The Lafuma Group ended fiscal 2004 with solid sales and profit growth, and a large improvement to the company’s debt-to-equity ratio. Fiscal year sales increased 2.0% to €179.9 million ($219.0 mm) compared to €176.4 million ($191.2 mm). Net profit outpaced sales with a 6.9% increase to €8.1 million ($9.9 mm) versus €7.6 million last year.

Lafuma’s operating profit margin fell 90 basis points to 8.2% of sales, or €14.8 million ($18.0 mm) compared to fiscal 2003 when the company posted a 9% operating margin at €15.9 million ($17.3 mm).

Lafuma’s alpine brand, Millet, led the way in profitability with a 90 basis point improvement in its operating margin to 11.4% of sales. This was offset by the Lafuma brand’s operating margin, which fell 30 basis points to 8.2% of sales and the Le Chameau brand’s operating margin, which fell 280 basis points to 6.9% of sales.

LaFuma overcame a drop-off in its key French market with a 15.2% increase in footwear sales, a 20% increase in sales in the Asian region and the contribution of the recently acquired ‘Ober’ brand. The French decline was primarily due to a leading retailer’s move to more private label. Management also said that the brand experienced a decline in German business, but this was “in line with the market.”

The company’s Le Chameau brand saw a 3.2% decline in sales due to “internal factors that have already been corrected,” a slow-down in international growth, and adverse weather conditions. The company’s Millet brand experienced 14.5% sales growth.

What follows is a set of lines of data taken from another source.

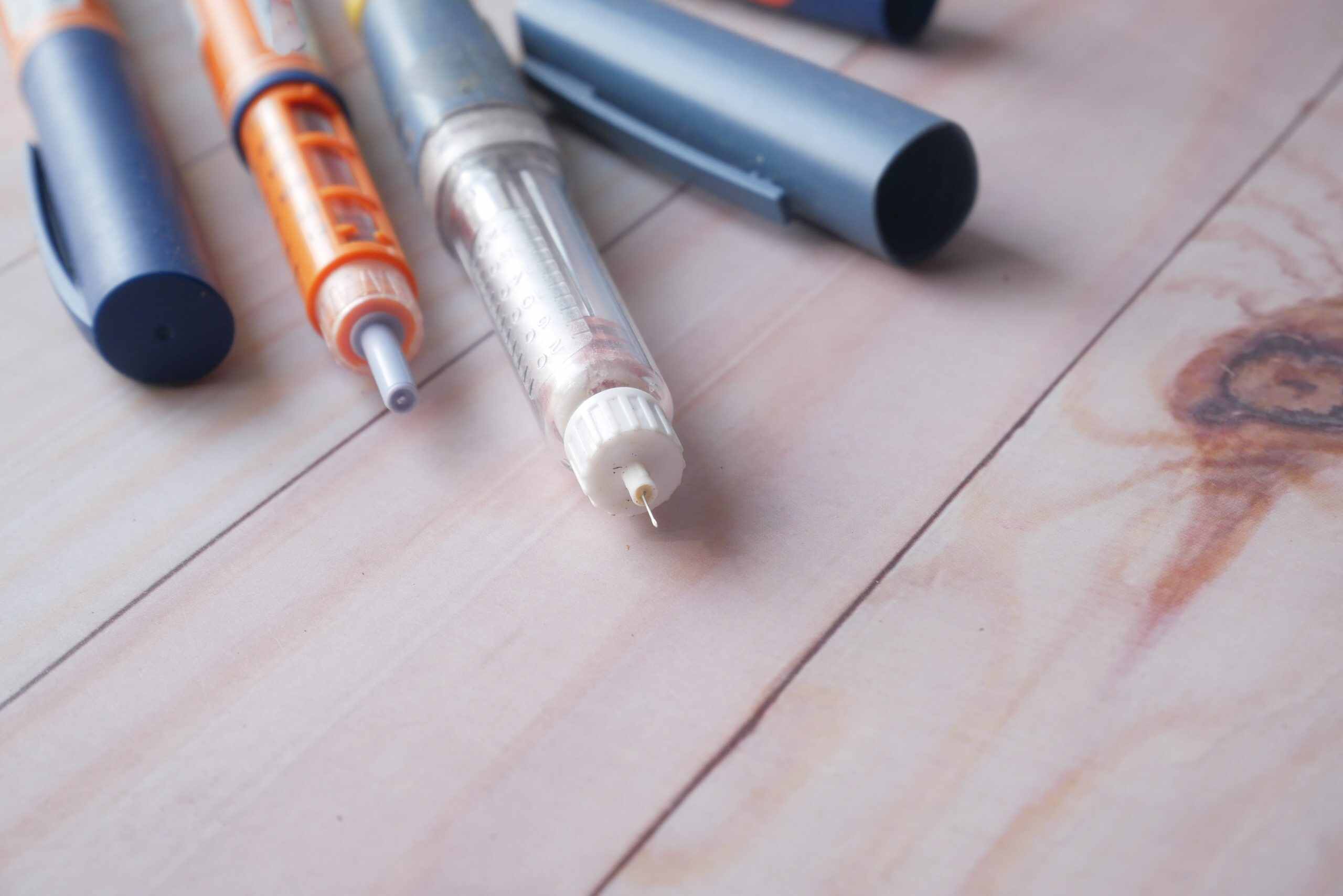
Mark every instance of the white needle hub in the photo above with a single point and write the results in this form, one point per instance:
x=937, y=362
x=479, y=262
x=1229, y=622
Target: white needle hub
x=624, y=452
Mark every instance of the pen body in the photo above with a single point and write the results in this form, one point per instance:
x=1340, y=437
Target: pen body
x=292, y=131
x=118, y=236
x=491, y=173
x=504, y=212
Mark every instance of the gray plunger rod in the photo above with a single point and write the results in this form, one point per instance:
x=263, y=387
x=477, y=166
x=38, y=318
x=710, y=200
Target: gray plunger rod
x=380, y=344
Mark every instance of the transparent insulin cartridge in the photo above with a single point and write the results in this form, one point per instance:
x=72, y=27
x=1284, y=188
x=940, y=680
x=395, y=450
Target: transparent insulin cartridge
x=492, y=176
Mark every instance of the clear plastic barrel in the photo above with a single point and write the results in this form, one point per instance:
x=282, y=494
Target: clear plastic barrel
x=559, y=316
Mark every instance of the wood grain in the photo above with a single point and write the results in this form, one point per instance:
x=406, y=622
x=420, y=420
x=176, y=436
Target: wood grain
x=428, y=663
x=111, y=485
x=1112, y=665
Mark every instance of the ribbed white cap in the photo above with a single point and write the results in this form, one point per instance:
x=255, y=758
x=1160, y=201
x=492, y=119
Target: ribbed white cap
x=621, y=445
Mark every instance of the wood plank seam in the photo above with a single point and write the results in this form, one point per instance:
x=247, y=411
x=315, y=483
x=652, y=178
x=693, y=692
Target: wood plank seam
x=102, y=626
x=798, y=665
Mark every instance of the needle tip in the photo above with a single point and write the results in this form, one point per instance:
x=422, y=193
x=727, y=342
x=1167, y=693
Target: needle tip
x=382, y=347
x=645, y=495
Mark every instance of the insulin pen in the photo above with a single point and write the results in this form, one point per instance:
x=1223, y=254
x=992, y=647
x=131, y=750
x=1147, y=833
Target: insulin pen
x=491, y=174
x=289, y=124
x=120, y=245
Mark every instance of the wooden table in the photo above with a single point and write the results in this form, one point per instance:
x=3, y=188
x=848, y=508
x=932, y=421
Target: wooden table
x=1021, y=573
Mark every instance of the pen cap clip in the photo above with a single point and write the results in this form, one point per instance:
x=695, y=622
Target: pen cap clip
x=579, y=101
x=886, y=175
x=50, y=245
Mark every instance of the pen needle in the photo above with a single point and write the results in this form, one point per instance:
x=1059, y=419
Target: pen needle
x=644, y=499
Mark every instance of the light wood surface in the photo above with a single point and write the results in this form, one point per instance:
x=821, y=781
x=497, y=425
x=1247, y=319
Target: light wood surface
x=1112, y=664
x=261, y=638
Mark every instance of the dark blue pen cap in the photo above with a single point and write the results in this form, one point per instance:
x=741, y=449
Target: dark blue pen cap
x=754, y=125
x=113, y=226
x=900, y=20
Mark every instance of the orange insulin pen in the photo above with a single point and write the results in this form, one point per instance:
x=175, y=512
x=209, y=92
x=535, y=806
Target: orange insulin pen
x=289, y=124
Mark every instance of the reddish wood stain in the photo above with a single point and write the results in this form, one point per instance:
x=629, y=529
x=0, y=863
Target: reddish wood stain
x=1264, y=409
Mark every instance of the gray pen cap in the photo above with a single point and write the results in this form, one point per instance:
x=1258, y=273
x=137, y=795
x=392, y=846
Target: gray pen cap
x=754, y=125
x=434, y=58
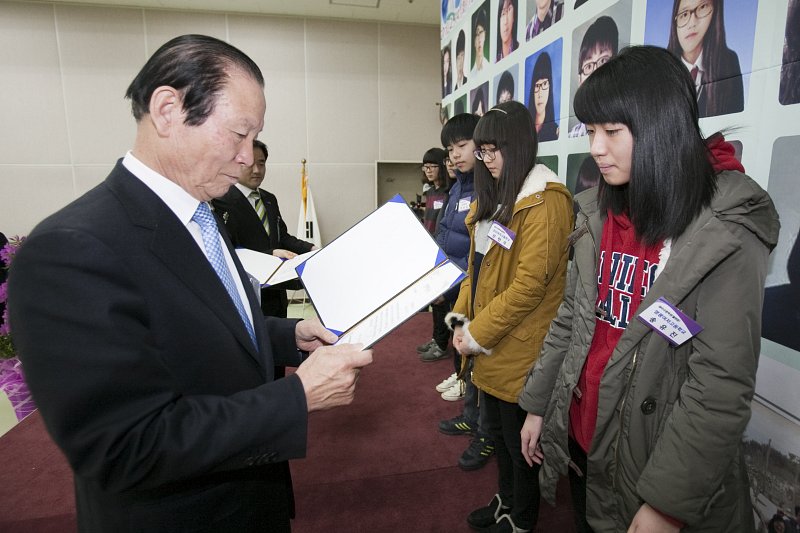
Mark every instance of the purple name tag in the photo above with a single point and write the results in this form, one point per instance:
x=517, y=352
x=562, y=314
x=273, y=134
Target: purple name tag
x=669, y=322
x=501, y=235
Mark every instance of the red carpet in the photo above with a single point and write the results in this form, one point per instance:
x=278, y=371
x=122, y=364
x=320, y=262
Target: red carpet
x=379, y=465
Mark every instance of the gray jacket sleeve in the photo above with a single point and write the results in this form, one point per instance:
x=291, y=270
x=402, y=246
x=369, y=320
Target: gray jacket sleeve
x=538, y=388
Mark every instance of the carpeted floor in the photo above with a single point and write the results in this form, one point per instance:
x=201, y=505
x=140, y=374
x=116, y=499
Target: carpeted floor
x=378, y=465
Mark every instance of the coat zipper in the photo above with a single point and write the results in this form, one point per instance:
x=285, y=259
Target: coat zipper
x=622, y=414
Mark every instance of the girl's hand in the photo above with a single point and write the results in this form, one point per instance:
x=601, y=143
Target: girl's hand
x=648, y=520
x=458, y=339
x=530, y=433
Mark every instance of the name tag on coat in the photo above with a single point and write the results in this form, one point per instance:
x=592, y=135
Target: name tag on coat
x=501, y=235
x=669, y=322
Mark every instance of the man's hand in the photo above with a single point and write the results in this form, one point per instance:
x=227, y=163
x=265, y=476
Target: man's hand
x=649, y=520
x=530, y=433
x=329, y=375
x=283, y=254
x=311, y=334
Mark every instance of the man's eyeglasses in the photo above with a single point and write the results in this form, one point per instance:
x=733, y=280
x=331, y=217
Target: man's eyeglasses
x=590, y=66
x=486, y=154
x=700, y=12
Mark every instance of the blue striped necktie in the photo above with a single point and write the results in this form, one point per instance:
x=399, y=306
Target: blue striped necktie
x=211, y=240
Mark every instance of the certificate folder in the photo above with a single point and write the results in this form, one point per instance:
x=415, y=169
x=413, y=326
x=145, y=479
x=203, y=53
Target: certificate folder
x=268, y=269
x=377, y=274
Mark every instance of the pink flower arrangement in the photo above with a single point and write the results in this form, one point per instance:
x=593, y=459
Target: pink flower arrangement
x=12, y=380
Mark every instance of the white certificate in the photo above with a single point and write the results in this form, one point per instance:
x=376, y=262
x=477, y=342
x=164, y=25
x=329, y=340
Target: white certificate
x=268, y=269
x=382, y=266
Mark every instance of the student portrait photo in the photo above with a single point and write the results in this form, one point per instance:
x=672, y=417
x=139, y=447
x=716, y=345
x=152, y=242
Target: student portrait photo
x=447, y=71
x=593, y=43
x=507, y=15
x=460, y=105
x=541, y=15
x=790, y=69
x=505, y=85
x=582, y=173
x=714, y=41
x=543, y=89
x=600, y=43
x=480, y=40
x=479, y=99
x=461, y=51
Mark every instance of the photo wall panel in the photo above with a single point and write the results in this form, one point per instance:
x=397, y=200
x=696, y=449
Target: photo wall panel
x=747, y=59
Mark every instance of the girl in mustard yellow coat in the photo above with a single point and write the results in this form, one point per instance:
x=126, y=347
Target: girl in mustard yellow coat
x=518, y=227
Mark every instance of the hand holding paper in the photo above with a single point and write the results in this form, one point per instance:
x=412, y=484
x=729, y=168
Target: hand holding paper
x=311, y=334
x=329, y=375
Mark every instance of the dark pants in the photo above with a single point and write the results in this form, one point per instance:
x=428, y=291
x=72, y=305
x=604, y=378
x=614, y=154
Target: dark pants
x=441, y=333
x=577, y=486
x=518, y=482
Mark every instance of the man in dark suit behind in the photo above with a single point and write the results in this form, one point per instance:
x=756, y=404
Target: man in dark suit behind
x=141, y=339
x=253, y=220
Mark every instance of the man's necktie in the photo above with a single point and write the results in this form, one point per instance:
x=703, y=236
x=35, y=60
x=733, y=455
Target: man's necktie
x=208, y=227
x=260, y=209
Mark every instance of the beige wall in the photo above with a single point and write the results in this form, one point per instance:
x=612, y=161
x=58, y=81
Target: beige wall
x=340, y=94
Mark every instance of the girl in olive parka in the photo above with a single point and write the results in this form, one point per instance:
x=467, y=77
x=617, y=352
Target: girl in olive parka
x=649, y=431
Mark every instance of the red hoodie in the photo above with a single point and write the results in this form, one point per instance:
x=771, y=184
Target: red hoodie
x=722, y=154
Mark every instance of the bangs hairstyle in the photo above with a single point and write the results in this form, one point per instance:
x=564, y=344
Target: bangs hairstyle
x=196, y=65
x=459, y=128
x=509, y=127
x=649, y=90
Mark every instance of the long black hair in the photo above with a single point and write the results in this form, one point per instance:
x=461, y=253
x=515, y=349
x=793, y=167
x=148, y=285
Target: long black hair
x=542, y=70
x=649, y=90
x=509, y=127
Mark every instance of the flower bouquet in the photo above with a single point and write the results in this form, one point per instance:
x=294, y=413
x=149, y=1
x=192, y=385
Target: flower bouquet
x=12, y=380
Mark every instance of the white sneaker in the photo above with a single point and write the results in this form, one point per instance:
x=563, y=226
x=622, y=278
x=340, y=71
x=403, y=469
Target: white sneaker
x=447, y=383
x=454, y=393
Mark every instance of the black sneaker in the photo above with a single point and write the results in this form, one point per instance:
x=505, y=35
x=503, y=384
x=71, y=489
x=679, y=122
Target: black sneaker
x=456, y=426
x=434, y=353
x=425, y=347
x=487, y=516
x=477, y=455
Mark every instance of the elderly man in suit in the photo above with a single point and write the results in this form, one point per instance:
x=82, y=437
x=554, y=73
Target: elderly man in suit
x=253, y=220
x=141, y=339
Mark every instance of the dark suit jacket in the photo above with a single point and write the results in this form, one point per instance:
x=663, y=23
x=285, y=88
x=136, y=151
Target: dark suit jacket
x=246, y=230
x=145, y=375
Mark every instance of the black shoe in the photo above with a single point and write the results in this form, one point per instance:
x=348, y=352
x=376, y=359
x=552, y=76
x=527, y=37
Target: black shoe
x=484, y=517
x=456, y=426
x=434, y=353
x=477, y=455
x=425, y=347
x=504, y=524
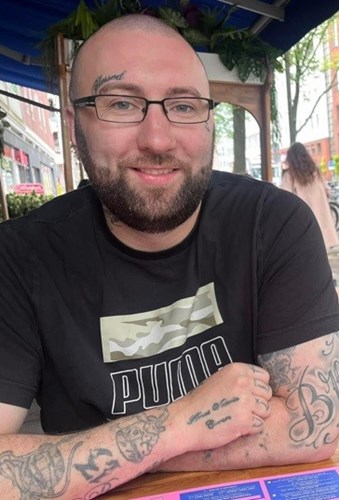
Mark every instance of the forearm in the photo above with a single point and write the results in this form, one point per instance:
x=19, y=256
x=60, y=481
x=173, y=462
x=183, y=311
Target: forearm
x=84, y=464
x=273, y=446
x=304, y=420
x=89, y=463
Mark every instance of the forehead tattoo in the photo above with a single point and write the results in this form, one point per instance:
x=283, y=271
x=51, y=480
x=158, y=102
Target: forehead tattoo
x=103, y=79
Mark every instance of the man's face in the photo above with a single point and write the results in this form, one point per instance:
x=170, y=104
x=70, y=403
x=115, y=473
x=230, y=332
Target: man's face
x=151, y=175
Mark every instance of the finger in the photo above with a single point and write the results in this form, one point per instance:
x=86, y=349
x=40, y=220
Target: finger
x=262, y=407
x=260, y=372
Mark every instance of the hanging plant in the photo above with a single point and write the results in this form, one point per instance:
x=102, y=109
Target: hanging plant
x=205, y=29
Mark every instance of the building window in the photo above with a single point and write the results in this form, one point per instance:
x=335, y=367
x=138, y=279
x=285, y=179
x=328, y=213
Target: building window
x=335, y=33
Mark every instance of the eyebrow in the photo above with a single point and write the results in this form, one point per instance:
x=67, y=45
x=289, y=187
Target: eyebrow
x=138, y=90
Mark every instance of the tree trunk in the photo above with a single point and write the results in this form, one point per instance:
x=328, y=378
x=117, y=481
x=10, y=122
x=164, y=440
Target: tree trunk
x=239, y=140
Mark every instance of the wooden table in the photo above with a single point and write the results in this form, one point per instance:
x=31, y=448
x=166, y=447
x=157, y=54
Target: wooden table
x=151, y=484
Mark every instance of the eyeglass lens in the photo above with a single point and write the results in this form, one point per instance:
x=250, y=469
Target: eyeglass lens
x=129, y=109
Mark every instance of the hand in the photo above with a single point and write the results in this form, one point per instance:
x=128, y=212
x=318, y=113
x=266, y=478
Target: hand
x=231, y=403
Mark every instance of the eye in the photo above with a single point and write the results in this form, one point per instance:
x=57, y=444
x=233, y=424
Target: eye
x=119, y=103
x=182, y=107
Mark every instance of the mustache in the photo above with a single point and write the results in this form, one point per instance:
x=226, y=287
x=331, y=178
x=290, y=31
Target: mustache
x=151, y=160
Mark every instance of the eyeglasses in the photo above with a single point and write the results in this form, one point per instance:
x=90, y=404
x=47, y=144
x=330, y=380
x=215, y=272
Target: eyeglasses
x=131, y=109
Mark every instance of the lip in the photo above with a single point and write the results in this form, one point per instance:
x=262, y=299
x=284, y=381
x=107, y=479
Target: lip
x=156, y=176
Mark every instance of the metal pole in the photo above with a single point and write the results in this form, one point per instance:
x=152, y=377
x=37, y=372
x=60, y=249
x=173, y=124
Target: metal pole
x=63, y=93
x=3, y=201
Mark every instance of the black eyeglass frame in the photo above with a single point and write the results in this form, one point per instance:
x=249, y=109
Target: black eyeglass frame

International sales are now considered to be LaFuma’s primary source of growth because of stronger organizations in Asia, Europe, and North America. Lafuma management said that International growth this year was at 6.5%, exceeding market growth in all regions.

Fiscal 2005 is again expected to show solid sales and profitability growth across all three brands, according to company guidance. The Lafuma brand is expected to continue its expansion into the footwear category and international growth, while Millet and Le Chameau are expected to show sales growth “across all product families and in all major countries served.”

Profitability increases are expected to be driven by Lafuma’s international subsidiaries and Le Chameau. The Group also said that it will “initiate a new phase of growth by acquisition, supported by organic growth and the strength of its fundamentals.”

With the company’s debt to equity ratio improving to 43% compared to 67% last year, funding acquisition opportunities should not be a problem.